Kualitas organoleptik filet itik manila yang diremdan dalam larutan asap cair dengan lama perendaman 10 % dan dengan penyimpanan 2 minggu memberikan kualitas organoleptik terbaik (Haryo dkk,2006). Perlakuan perendaman bahan pangan dengan larutan asap cair mampu menekan laju

3

pembentukan basa volatil. Semakin lama perendaman tinggi asap cair yang digunakan semakin besar kemampuannya menghambat laju pembentukan basa volatil. Melihat potensi asap cair sangat menguntungkan dan bersahabat dengan lingkungan, tidak ada salahnya jika penggunaan dan penerapan asap cair sebagai pengawet alami lebih diintensifkan lagi (Dwiyitno dan Rudi R, 2006).

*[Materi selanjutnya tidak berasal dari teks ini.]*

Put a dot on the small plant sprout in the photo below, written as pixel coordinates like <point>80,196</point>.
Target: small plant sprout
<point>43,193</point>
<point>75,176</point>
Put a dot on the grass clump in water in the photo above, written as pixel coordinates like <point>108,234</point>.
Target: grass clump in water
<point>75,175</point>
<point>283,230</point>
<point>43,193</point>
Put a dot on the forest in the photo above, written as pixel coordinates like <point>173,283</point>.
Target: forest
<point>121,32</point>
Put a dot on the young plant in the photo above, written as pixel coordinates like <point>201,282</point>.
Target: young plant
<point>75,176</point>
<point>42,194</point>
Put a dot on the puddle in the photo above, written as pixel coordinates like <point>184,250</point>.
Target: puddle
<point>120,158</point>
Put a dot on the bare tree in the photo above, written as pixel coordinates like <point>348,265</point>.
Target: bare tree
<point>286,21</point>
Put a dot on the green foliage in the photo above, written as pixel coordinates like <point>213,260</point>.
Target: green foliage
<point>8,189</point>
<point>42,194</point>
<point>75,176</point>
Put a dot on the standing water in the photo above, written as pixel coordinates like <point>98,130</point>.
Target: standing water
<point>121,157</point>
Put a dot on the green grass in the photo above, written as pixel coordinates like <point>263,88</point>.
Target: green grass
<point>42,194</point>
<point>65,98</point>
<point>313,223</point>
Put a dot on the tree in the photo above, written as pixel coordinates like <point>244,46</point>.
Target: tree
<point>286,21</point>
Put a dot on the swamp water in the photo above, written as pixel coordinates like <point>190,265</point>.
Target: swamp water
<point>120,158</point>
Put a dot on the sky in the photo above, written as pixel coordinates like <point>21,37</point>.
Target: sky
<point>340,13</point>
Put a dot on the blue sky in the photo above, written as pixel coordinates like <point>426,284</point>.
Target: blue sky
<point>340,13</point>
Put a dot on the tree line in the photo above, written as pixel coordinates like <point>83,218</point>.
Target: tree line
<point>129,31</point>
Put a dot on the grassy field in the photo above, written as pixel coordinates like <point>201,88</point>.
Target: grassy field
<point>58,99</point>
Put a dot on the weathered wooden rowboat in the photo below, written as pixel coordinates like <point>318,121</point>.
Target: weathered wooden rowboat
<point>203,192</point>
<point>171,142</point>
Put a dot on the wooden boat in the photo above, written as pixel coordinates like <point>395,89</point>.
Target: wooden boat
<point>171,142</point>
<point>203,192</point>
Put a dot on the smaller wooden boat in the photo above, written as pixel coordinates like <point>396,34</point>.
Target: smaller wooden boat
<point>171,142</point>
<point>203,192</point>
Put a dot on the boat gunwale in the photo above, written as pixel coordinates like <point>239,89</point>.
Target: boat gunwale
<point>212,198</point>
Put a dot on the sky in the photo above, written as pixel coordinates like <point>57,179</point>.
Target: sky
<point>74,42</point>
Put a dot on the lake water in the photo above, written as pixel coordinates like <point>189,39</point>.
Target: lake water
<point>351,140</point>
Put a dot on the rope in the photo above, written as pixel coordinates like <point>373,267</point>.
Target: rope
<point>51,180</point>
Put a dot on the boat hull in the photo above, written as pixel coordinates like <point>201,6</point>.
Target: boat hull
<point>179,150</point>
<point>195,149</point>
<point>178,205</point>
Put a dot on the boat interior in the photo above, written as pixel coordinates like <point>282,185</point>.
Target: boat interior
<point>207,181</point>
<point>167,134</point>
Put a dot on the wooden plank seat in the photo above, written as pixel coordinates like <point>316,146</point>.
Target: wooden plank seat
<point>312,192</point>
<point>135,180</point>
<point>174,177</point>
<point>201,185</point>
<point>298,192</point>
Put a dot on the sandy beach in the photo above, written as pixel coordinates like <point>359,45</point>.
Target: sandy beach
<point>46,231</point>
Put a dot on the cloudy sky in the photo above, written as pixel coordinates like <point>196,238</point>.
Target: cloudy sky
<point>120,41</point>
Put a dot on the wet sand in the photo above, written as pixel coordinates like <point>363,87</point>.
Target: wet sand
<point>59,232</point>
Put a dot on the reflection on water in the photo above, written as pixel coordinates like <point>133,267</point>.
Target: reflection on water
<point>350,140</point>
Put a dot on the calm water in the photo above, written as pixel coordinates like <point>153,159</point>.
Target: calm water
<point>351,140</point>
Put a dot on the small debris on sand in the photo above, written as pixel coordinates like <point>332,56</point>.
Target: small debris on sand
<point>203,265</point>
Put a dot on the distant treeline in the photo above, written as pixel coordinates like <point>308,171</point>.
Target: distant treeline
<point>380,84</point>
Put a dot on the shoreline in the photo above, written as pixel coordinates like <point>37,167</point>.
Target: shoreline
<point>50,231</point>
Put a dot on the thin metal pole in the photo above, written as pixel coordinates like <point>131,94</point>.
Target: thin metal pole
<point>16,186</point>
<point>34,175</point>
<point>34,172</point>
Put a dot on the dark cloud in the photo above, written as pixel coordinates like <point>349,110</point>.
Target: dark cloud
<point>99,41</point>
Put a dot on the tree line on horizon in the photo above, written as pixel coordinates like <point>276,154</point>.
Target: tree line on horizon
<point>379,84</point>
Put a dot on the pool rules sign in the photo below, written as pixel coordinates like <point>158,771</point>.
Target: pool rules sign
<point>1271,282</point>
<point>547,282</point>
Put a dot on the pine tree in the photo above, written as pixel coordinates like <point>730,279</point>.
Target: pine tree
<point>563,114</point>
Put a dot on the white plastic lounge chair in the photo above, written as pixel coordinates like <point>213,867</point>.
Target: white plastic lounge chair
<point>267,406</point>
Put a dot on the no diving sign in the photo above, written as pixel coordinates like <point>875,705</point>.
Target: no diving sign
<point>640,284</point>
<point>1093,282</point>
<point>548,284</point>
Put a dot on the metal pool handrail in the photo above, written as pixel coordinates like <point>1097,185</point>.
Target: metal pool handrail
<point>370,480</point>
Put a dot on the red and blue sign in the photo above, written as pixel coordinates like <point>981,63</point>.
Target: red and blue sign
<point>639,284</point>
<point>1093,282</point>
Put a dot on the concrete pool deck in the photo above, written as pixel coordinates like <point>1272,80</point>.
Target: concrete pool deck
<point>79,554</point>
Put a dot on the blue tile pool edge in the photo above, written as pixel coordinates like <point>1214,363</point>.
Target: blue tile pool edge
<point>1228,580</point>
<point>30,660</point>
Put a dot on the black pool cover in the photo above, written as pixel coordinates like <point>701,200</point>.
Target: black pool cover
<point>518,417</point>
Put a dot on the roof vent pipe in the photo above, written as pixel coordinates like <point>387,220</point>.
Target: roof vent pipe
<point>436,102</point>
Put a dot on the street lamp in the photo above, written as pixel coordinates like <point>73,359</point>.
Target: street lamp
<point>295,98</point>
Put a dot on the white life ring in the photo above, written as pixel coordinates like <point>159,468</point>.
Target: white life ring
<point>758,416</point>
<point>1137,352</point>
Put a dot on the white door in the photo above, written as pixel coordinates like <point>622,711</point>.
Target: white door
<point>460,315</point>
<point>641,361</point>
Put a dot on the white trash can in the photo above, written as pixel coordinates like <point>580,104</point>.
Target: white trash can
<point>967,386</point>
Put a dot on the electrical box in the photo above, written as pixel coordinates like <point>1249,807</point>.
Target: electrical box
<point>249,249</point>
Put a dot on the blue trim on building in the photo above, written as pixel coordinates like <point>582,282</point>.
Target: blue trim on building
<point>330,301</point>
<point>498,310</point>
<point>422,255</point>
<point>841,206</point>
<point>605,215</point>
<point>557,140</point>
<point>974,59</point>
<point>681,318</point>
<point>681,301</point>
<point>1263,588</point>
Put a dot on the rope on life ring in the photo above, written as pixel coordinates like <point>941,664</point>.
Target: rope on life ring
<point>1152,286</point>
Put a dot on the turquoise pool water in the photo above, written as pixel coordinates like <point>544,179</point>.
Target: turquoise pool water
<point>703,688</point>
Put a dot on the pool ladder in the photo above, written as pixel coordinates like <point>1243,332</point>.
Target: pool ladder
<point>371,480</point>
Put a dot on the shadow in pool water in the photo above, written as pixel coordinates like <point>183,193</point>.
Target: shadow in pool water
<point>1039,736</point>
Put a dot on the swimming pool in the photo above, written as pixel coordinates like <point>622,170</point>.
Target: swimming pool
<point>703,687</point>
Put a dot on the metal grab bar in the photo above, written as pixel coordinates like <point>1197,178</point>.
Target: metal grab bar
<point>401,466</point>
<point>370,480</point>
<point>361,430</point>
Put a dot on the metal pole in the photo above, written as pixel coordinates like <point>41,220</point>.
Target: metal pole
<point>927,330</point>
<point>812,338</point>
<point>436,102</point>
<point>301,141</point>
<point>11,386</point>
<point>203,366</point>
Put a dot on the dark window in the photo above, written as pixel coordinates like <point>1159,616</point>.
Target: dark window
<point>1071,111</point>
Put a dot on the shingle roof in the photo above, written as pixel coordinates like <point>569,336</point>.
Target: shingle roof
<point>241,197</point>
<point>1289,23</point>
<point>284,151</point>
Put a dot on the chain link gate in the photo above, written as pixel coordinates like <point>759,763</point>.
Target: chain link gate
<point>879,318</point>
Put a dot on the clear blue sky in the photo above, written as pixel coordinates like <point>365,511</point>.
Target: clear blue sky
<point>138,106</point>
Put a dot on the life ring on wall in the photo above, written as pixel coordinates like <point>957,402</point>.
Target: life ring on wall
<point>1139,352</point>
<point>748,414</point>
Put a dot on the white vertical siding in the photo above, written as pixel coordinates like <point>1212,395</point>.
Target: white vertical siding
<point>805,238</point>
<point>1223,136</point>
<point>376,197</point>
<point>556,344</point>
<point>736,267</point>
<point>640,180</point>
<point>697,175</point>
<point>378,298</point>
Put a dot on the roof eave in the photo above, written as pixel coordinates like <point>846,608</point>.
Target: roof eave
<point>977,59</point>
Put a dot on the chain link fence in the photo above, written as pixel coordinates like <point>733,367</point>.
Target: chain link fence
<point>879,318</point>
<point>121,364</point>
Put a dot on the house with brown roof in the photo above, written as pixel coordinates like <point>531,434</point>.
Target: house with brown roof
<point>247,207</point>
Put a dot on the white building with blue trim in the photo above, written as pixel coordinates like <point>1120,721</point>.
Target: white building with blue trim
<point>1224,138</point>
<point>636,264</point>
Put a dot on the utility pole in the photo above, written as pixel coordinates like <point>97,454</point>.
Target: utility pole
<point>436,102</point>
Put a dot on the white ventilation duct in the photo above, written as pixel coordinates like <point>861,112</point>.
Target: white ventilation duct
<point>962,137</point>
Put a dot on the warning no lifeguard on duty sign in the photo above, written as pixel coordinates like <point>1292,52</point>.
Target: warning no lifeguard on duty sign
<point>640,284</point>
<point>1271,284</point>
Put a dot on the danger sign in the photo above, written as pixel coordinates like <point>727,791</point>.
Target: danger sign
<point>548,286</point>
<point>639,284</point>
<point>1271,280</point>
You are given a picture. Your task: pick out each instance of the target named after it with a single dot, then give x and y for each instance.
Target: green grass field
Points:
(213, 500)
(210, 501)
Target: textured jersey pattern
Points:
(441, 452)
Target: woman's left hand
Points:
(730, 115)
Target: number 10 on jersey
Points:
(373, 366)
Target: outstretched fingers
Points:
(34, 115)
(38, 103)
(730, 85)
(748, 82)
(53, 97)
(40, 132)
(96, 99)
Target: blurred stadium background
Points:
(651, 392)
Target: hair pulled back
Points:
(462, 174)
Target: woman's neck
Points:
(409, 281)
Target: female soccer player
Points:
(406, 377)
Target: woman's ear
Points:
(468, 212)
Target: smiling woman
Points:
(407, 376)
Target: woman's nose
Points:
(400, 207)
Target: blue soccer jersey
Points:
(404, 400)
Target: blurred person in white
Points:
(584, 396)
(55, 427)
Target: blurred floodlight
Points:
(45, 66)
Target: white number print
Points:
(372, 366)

Berbagai usaha telah dilakukan untuk menjaga dan meningkatkan kualitas daging, salah satunya dengan metode marinasi.Marinasi bertujuan untuk mengempukkan, meningkatkan rasa, mengawetkan serta mempertahankan sifat fisik pada daging (Pramono, 2002).

Kualitas karkas dan daging dipengaruhi oleh faktor sebelum dan setelah penimbangan.Faktor sebelum penimbangan yang dapat mempengaruhi kualitas daging antara lain genetik spesies, bangsa, tipe ternak, umur. Faktor setelah pemasakan yang mempengaruhi kualitas daging antara lain meliputi metode pelayuan, stimulasi listrik, metode pemasakan, ph karkas dan daging, bahan tambahan termasuk enzim pengempuk daging. Hormon, dan antibiotika, lemak intramuskular atau marbling, metode penyimpanan dan prevasi, macam otot daging dan lokasi otot daging( Tabrany, 2001).

Hal ini melatarbelakangi dilaksanakannya penelitian ini dalam hal konsumsi hasil olahan daging itik, hal yang mungkin jadi permasalahan oleh konsumen adalah pengetahuan tentang kualitas dan karakteristik umum daging belum sepenuhnya diketahui secara pasti sehingga menjadi alasan belum diterimanya daging ini oleh masyarakat luas. preferensi konsumen terhadap hasil olahan daging itik merupakan untuk mengetahui posisi produk tersebut dalam suatu pasar, disamping itu juga, diperlukan sasaran promosi dan penyesuain

karekteristik promosi yang akan dilakukan, ini dapat diketahui dengan memahami karakteristik konsumen yang mengkonsumen hasil olahan itik yang dapat dilihat dari beberapa aspek umur, jenis kelamin, suku, pendidikan, pekerjaan dan pendapatan.

Tujuan Penelitian

Penelitian ini bertujuan untuk mengetahui seberapa lama perendaman asap cair dan daya simpan terhadap nilai susut masak, keempukan dan nilai organoleptik ( tekstur, aroma dan rasa) pada daging itik Manila.

Hipotesis Penelitian

Lama perendaman asap cair dan daya simpan berpengaruh positif terhadap nilai susut masak, keempukan dan nilai organoleptik (tekstur, aroma dan rasa) pada daging Itik Manila.

Kegunaan Penelitian

Sebagai bahan informasi kepada masyarakat bahwa pengawetan daging itik Manila dengan menggunakan lama perendaman asap cair.